Ja, dank u wel. Op een later moment wil ik haar er toch nog eens van proberen te overtuigen dat er toch nog een paar misverstanden in haar hoofd zitten waar het gaat om mijn voorstel. Het is niet de bedoeling om de onafhankelijkheid aan de kant te zetten. Het gaat er juist om dat twee onafhankelijke instituten, de Kamer en de Nationale ombudsman, beter samenwerken in het belang van de burger. Misschien mag dat argument mevrouw Van Gent overtuigen.

Mevrouw Van Gent (GroenLinks):

Wat mij ieder geval niet overtuigt, is de opmerking dat er verkeerde dingen in mijn hoofd zitten. Dat weet de heer Schinkelshoek helemaal niet. Ik neem graag de uitnodiging aan om daar nog eens over door te praten, maar ik zeg nu vriendelijk nee tegen u.

Nu ga ik het hebben over de verruwing en de reactie van de minister-president. Ik moet zeggen dat de minister in haar beantwoording wel meer zegt over de wederkerigheid, dus dat enerzijds overheidsdienaren ruw worden benaderd, maar anderzijds ook burgers ruw kunnen worden benaderd door de overheid en dat je aan beide aspecten de nodige aandacht moet besteden. De minister worstelt toch een beetje met de reactie van de minister-president, maar goed, wij zijn vriendelijk, dus ik laat het hierbij. Zij heeft zich daar wel goed uit gepraat. Laat ik het zo zeggen: ik ben het meer met haar formulering eens dan met die van de minister-president in het begin, maar goed, het blijft natuurlijk spreken met een mond, al kan het wel verschillend gezegd worden.

Natuurlijk mag een ombudsman best een maatschappelijke analyse geven. Hij constateert een aantal problemen en mag daar in mijn ogen ook best iets over zeggen. Dat lijkt mij helemaal niet taboe.

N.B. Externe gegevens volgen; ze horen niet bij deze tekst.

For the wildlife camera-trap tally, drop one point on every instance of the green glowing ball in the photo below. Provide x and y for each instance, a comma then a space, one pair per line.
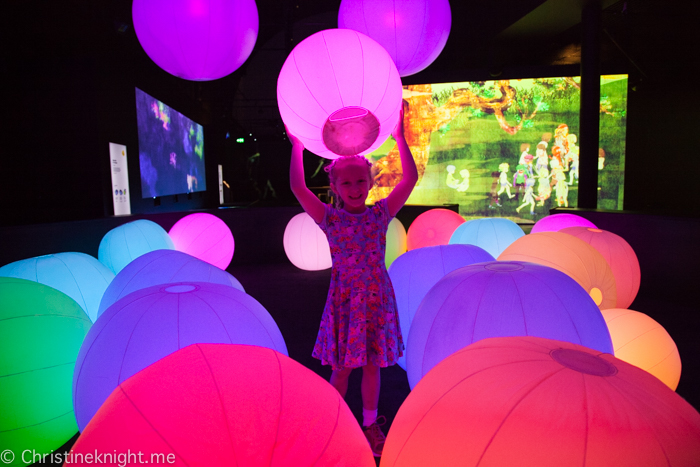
41, 330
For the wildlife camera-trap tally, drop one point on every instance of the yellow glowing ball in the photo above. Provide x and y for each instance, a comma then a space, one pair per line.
644, 343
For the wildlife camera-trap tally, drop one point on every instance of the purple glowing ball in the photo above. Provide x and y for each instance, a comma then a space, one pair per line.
414, 32
194, 39
501, 299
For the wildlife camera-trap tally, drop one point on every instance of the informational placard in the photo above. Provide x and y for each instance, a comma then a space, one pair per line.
120, 179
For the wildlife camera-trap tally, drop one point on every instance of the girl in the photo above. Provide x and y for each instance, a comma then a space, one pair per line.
360, 323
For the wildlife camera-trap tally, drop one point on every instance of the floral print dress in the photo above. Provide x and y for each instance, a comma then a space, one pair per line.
360, 323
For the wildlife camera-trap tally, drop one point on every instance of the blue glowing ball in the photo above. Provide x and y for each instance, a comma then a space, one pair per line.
80, 276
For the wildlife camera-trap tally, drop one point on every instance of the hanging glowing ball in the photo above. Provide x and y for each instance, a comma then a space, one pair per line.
194, 39
82, 277
306, 245
414, 273
641, 341
339, 93
493, 234
433, 227
620, 257
127, 242
501, 299
556, 222
395, 241
149, 324
414, 32
573, 257
41, 330
204, 236
215, 405
532, 402
163, 267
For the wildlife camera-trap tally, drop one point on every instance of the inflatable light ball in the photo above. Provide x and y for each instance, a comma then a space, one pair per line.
82, 277
163, 267
204, 236
149, 324
536, 402
216, 404
641, 341
339, 93
433, 227
573, 257
127, 242
620, 257
501, 299
306, 245
414, 273
41, 330
196, 40
493, 234
414, 32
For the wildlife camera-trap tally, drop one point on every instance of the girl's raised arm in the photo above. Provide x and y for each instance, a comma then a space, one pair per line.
311, 204
398, 196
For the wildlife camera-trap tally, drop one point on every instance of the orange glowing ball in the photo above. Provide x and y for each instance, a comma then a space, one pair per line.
573, 257
432, 228
644, 343
619, 255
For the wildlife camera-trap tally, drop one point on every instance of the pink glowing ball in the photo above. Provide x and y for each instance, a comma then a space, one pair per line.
339, 92
194, 39
205, 237
619, 255
306, 245
640, 341
218, 404
433, 227
414, 32
536, 402
556, 222
573, 257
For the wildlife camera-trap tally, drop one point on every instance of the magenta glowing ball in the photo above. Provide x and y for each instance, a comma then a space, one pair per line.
536, 402
501, 299
306, 245
414, 32
204, 236
620, 257
195, 39
149, 324
556, 222
339, 92
217, 405
433, 227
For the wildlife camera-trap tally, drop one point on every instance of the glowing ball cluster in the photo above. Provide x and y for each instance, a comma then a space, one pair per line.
149, 324
41, 330
639, 340
339, 93
501, 299
306, 245
531, 402
493, 234
210, 404
163, 267
556, 222
414, 32
414, 273
127, 242
433, 227
204, 236
573, 257
620, 257
196, 40
82, 277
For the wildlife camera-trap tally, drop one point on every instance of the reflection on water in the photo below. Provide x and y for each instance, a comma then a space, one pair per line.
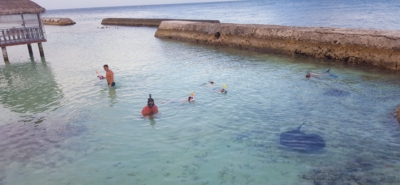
29, 87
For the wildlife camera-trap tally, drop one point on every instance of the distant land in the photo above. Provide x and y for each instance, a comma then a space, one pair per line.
72, 4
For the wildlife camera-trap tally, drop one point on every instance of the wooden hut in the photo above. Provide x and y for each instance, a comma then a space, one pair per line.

Als je een open blik hebt, sta je daar ook voor open, want als je overtuigd bent van je eigen gelijk, ben je ook bereid om daar met anderen die daar anders tegenaan kijken over in debat te gaan.

De minister gaat niet in op mijn voorbeeld van de huurtoeslag. Aan de ene kant begrijp ik dat wel, maar aan de andere kant is het natuurlijk wel zo'n prominent voorbeeld. Je gooit als overheid de hele zaak om, het wordt een puinhoop – ik kan het niet anders noemen – en vervolgens krijgen 320.000 mensen een rekening gepresenteerd omdat het gewoon niet goed georganiseerd is. Daarover wil ik de minister toch nog wel eens horen.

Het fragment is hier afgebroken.